In some cases the answers are easy. In some cases we genuinely have no idea of the answers. Some publishers are very helpful… so maybe the rest could try to make their policies clearer.
Then we looked at the technology of scientific data.

  • Download OSCAR/Experimental data checker from RSC site (Google for it – I deliberately don’t give URLs any more)
  • Who wrote it? (answer some very bright chemistry undergraduates here)
  • What is the copyright?
  • what is the licence? (Open Source)
  • Run it. This worked a dream on Windows – clicking the jar fired up OSCAR.
  • Use it to extract data from one of the papers you have found (the paragraph needs to describe “Synthesis…” or “preparation of … “

I indicated that text and information extraction also applied to all disciplines. Some asked why journal X did not publish XHTML. I have no idea? Inertia? Bad for business?…
Next exercise:

  • Load CrystalEye (Google)
  • Find the latest issue of your journal.
  • Is it abstracted by CrystalEye?
  • If not, why not? (Because the publisher does not allow or support the publication of crystallographic data as supplemental information)
  • Pick another journal. Find the latest issue in the TOC.
  • Pick a paper.
  • Marvel at Jmol. (Open Source molecular viewer from the Blue Obelisk)
  • follow the DOI in CrystalEye to find the article.
  • Where in the article is the crystal structure described?
  • Where is the CIF file (crystallographic information file)?
  • What is its copyrighted? (Some publishers add their copyright to these files of facts. Did we agree with this? No, we didn’t.)
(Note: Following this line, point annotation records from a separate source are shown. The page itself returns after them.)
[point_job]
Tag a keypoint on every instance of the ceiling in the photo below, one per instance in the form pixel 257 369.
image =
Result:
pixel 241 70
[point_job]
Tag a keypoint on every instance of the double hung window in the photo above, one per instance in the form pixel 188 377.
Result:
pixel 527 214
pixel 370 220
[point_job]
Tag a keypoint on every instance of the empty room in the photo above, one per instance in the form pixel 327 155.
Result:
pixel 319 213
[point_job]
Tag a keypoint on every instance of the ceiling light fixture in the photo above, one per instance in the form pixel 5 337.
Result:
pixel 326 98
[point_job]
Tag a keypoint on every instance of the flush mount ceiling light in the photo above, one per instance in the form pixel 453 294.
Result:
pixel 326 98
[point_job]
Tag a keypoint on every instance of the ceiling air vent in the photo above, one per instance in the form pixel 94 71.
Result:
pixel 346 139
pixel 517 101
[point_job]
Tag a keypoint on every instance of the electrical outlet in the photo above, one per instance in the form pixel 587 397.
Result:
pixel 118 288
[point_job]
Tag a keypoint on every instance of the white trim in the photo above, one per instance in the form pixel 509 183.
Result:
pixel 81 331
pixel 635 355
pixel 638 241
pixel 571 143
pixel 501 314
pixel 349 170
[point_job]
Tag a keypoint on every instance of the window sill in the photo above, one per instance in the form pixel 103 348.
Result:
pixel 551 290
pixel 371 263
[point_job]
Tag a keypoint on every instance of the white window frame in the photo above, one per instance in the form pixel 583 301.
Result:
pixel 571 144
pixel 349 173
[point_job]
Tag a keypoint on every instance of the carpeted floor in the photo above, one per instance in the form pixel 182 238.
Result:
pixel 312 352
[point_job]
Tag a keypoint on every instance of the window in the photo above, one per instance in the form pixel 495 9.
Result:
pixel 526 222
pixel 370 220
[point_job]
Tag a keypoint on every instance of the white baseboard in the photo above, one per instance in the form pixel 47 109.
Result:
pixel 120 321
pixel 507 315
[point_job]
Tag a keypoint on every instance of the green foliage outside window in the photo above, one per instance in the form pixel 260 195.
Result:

So now we have a clear idea of the importance of data and the role (positive and negative of the scholarly publisher). We went into more fluid debate… Did we need fulltext in experimental reports – I showed them some of the word-free chemistry publishing we have been doing. Who is going to pay for Open Acess? Who, indeed? What’s the turnover of scholarly publishing (6 billion current units). What’s the turnover of academia? A lot more – (I’d like figures, but lets’ scale by 100). Could the deans, provosts, princials, vice-chancellors, etc. start to take control of this economy. (Observation from the group: many of them are on the boards of prestigious publishers). What will libraries do about subscriptions (TA) and funder-pays (OA) at the same time? Won’t they pay twice? We couldn’t answer that one.
But I bet that Charles Pratt or George Birkbeck would have.